A third model, championed by a nonprofit called Partners in Care, is built on the model of time banking, or service exchange. The idea: You agree to pick up groceries for a neighbor and, in return, another volunteer fixes your leaky faucet. Begun in 1993 and based in Anne Arundel County, Maryland, Partners in Care has 2,600 volunteers around the state.
Volunteers Are Key
Many experts believe the Beacon Hill/Capitol Hill model will be the most lasting because a professional staff buttresses the efforts of volunteers. Capitol Hill has an executive director and full-time social worker and offers a concierge service that arranges for paid assistance from preselected vendors. Yet it relies on social events and volunteers to thrive. In one recent month, nearly 90 percent of more than 200 requests for help were filled by volunteers. Most were for rides or for help changing a light bulb or hooking up a TV.
Palisades Village is copying much of that design. The village, which began with a small group of neighbors in early 2006, hired a part-time executive director in 2008 and offered its first services to 31 members in January of 2009. “We wanted to hire her full time,” says Mollison, “but we didn’t have enough money.” Mollison figures he puts in 25 hours a week as unpaid president.
The village raised about $60,000 last year from dues, gifts and start-up grants from the city and local foundations. Dues are similar to Capitol Hill’s, and to help reach its goal of about 200 members, the group has expanded to include a nearby neighborhood. Mollison believes a key to sustainable financing is attracting younger residents who can join at reduced dues or simply volunteer.
Chevy Chase at Home also favors the dues-and-staff route but is still in the early stages of development. Kaminsky, who says she is in her early 70s, says her group is not yet ready to recruit members or think about a budget. For now, they are working to raise their profile with twice-a-month informal gatherings. “An active social component is very important,” says Ken Hartman, a county employee who advises the villages.

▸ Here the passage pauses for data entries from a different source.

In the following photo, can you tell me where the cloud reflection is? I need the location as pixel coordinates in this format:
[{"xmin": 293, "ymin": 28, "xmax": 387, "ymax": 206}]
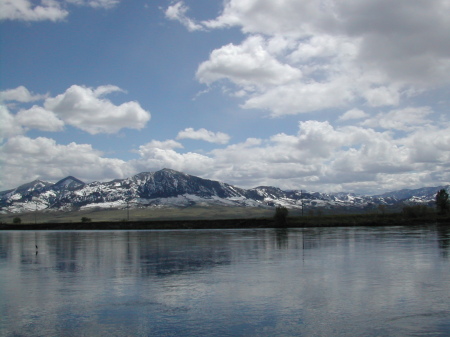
[{"xmin": 0, "ymin": 228, "xmax": 449, "ymax": 336}]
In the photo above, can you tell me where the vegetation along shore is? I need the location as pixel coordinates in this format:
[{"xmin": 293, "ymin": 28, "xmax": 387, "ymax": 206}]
[{"xmin": 1, "ymin": 211, "xmax": 449, "ymax": 231}]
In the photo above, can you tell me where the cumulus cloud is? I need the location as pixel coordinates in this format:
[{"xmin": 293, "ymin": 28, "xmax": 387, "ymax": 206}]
[
  {"xmin": 339, "ymin": 108, "xmax": 369, "ymax": 121},
  {"xmin": 201, "ymin": 0, "xmax": 326, "ymax": 34},
  {"xmin": 93, "ymin": 84, "xmax": 125, "ymax": 97},
  {"xmin": 0, "ymin": 0, "xmax": 68, "ymax": 22},
  {"xmin": 16, "ymin": 105, "xmax": 65, "ymax": 132},
  {"xmin": 136, "ymin": 140, "xmax": 184, "ymax": 151},
  {"xmin": 153, "ymin": 0, "xmax": 450, "ymax": 192},
  {"xmin": 65, "ymin": 0, "xmax": 119, "ymax": 9},
  {"xmin": 0, "ymin": 86, "xmax": 47, "ymax": 102},
  {"xmin": 363, "ymin": 85, "xmax": 401, "ymax": 107},
  {"xmin": 0, "ymin": 105, "xmax": 24, "ymax": 140},
  {"xmin": 125, "ymin": 120, "xmax": 450, "ymax": 194},
  {"xmin": 2, "ymin": 117, "xmax": 449, "ymax": 193},
  {"xmin": 169, "ymin": 0, "xmax": 450, "ymax": 116},
  {"xmin": 0, "ymin": 0, "xmax": 119, "ymax": 22},
  {"xmin": 0, "ymin": 85, "xmax": 150, "ymax": 135},
  {"xmin": 201, "ymin": 0, "xmax": 450, "ymax": 84},
  {"xmin": 0, "ymin": 135, "xmax": 131, "ymax": 190},
  {"xmin": 194, "ymin": 32, "xmax": 390, "ymax": 115},
  {"xmin": 197, "ymin": 36, "xmax": 302, "ymax": 89},
  {"xmin": 44, "ymin": 85, "xmax": 151, "ymax": 134},
  {"xmin": 165, "ymin": 1, "xmax": 203, "ymax": 31},
  {"xmin": 362, "ymin": 107, "xmax": 434, "ymax": 131},
  {"xmin": 404, "ymin": 127, "xmax": 450, "ymax": 164},
  {"xmin": 131, "ymin": 140, "xmax": 213, "ymax": 177},
  {"xmin": 176, "ymin": 128, "xmax": 230, "ymax": 144},
  {"xmin": 0, "ymin": 102, "xmax": 63, "ymax": 141},
  {"xmin": 241, "ymin": 80, "xmax": 354, "ymax": 116}
]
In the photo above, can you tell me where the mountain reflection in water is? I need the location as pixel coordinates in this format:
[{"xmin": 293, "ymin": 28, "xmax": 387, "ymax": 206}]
[{"xmin": 1, "ymin": 226, "xmax": 449, "ymax": 336}]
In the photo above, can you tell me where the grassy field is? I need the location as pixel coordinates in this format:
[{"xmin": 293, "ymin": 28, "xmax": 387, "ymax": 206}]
[
  {"xmin": 0, "ymin": 205, "xmax": 276, "ymax": 224},
  {"xmin": 1, "ymin": 205, "xmax": 449, "ymax": 229}
]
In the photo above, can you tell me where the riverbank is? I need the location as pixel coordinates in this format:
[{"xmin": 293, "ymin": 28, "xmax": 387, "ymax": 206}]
[
  {"xmin": 0, "ymin": 218, "xmax": 275, "ymax": 230},
  {"xmin": 1, "ymin": 213, "xmax": 449, "ymax": 230}
]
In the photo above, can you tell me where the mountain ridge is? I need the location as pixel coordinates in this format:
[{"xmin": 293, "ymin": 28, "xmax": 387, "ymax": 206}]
[{"xmin": 1, "ymin": 168, "xmax": 448, "ymax": 214}]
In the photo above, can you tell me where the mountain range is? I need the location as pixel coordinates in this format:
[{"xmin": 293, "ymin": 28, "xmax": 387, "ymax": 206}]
[{"xmin": 1, "ymin": 168, "xmax": 448, "ymax": 214}]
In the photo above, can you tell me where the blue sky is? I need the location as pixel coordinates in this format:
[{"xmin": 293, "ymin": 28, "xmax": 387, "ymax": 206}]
[{"xmin": 1, "ymin": 0, "xmax": 450, "ymax": 195}]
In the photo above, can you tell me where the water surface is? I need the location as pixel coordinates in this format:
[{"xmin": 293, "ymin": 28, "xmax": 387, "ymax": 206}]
[{"xmin": 1, "ymin": 226, "xmax": 449, "ymax": 336}]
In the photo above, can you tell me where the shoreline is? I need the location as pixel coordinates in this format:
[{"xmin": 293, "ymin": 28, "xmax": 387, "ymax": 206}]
[
  {"xmin": 0, "ymin": 218, "xmax": 274, "ymax": 231},
  {"xmin": 1, "ymin": 216, "xmax": 449, "ymax": 230}
]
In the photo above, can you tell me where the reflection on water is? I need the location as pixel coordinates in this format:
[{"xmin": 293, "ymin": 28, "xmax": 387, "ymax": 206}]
[
  {"xmin": 437, "ymin": 226, "xmax": 450, "ymax": 258},
  {"xmin": 1, "ymin": 226, "xmax": 449, "ymax": 336}
]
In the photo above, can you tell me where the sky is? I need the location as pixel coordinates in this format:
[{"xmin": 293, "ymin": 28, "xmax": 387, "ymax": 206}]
[{"xmin": 1, "ymin": 0, "xmax": 450, "ymax": 195}]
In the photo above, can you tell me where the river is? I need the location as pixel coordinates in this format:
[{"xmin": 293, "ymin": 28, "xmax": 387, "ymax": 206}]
[{"xmin": 1, "ymin": 226, "xmax": 449, "ymax": 336}]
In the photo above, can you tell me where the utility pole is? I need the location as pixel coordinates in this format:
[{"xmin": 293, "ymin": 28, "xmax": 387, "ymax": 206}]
[
  {"xmin": 301, "ymin": 190, "xmax": 304, "ymax": 216},
  {"xmin": 32, "ymin": 199, "xmax": 38, "ymax": 224},
  {"xmin": 126, "ymin": 200, "xmax": 130, "ymax": 221}
]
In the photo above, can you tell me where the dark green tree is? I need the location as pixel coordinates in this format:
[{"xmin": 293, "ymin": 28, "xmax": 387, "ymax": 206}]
[
  {"xmin": 403, "ymin": 205, "xmax": 430, "ymax": 218},
  {"xmin": 13, "ymin": 217, "xmax": 21, "ymax": 224},
  {"xmin": 81, "ymin": 217, "xmax": 92, "ymax": 223},
  {"xmin": 436, "ymin": 189, "xmax": 449, "ymax": 214},
  {"xmin": 274, "ymin": 206, "xmax": 289, "ymax": 227},
  {"xmin": 378, "ymin": 204, "xmax": 387, "ymax": 215}
]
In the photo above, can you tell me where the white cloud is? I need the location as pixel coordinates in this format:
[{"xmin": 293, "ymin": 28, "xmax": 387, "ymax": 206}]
[
  {"xmin": 93, "ymin": 84, "xmax": 124, "ymax": 97},
  {"xmin": 197, "ymin": 36, "xmax": 302, "ymax": 89},
  {"xmin": 176, "ymin": 128, "xmax": 230, "ymax": 144},
  {"xmin": 0, "ymin": 105, "xmax": 24, "ymax": 140},
  {"xmin": 136, "ymin": 140, "xmax": 183, "ymax": 151},
  {"xmin": 363, "ymin": 86, "xmax": 400, "ymax": 107},
  {"xmin": 65, "ymin": 0, "xmax": 119, "ymax": 9},
  {"xmin": 0, "ymin": 0, "xmax": 119, "ymax": 22},
  {"xmin": 241, "ymin": 80, "xmax": 354, "ymax": 116},
  {"xmin": 165, "ymin": 1, "xmax": 203, "ymax": 31},
  {"xmin": 131, "ymin": 141, "xmax": 213, "ymax": 177},
  {"xmin": 404, "ymin": 126, "xmax": 450, "ymax": 164},
  {"xmin": 0, "ymin": 95, "xmax": 63, "ymax": 139},
  {"xmin": 201, "ymin": 0, "xmax": 326, "ymax": 35},
  {"xmin": 16, "ymin": 106, "xmax": 65, "ymax": 132},
  {"xmin": 339, "ymin": 108, "xmax": 369, "ymax": 121},
  {"xmin": 0, "ymin": 135, "xmax": 131, "ymax": 190},
  {"xmin": 362, "ymin": 107, "xmax": 434, "ymax": 131},
  {"xmin": 2, "ymin": 119, "xmax": 449, "ymax": 193},
  {"xmin": 0, "ymin": 0, "xmax": 68, "ymax": 22},
  {"xmin": 0, "ymin": 85, "xmax": 150, "ymax": 135},
  {"xmin": 124, "ymin": 120, "xmax": 450, "ymax": 194},
  {"xmin": 44, "ymin": 85, "xmax": 151, "ymax": 134},
  {"xmin": 0, "ymin": 86, "xmax": 47, "ymax": 102},
  {"xmin": 200, "ymin": 0, "xmax": 450, "ymax": 84},
  {"xmin": 169, "ymin": 0, "xmax": 450, "ymax": 116},
  {"xmin": 194, "ymin": 32, "xmax": 399, "ymax": 116}
]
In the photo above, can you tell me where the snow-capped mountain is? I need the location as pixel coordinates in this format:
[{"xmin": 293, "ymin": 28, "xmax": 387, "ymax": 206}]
[
  {"xmin": 373, "ymin": 186, "xmax": 450, "ymax": 204},
  {"xmin": 0, "ymin": 168, "xmax": 448, "ymax": 214}
]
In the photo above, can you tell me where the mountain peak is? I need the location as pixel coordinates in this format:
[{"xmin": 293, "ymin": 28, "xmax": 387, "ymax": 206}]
[
  {"xmin": 158, "ymin": 168, "xmax": 186, "ymax": 175},
  {"xmin": 15, "ymin": 179, "xmax": 53, "ymax": 193},
  {"xmin": 53, "ymin": 176, "xmax": 85, "ymax": 190}
]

In contrast to Palisades and Chevy Chase, Burning Tree Village has chosen an all-volunteer, dues-free model. “Philosophically, it feels right to not charge neighbors for this,” Rosenberg says. But he worries about the group’s sustainability as its founders age: “If they move or die, what is viable one day may disappear the next.”
But Rosenberg has already learned the value of his effort. A year ago, as his wife was dying of cancer, people he had not known just months before were offering help. “Barbara and I were getting neighborly support we would never have gotten,” he remembers. By that measure, Burning Tree Village is already a success.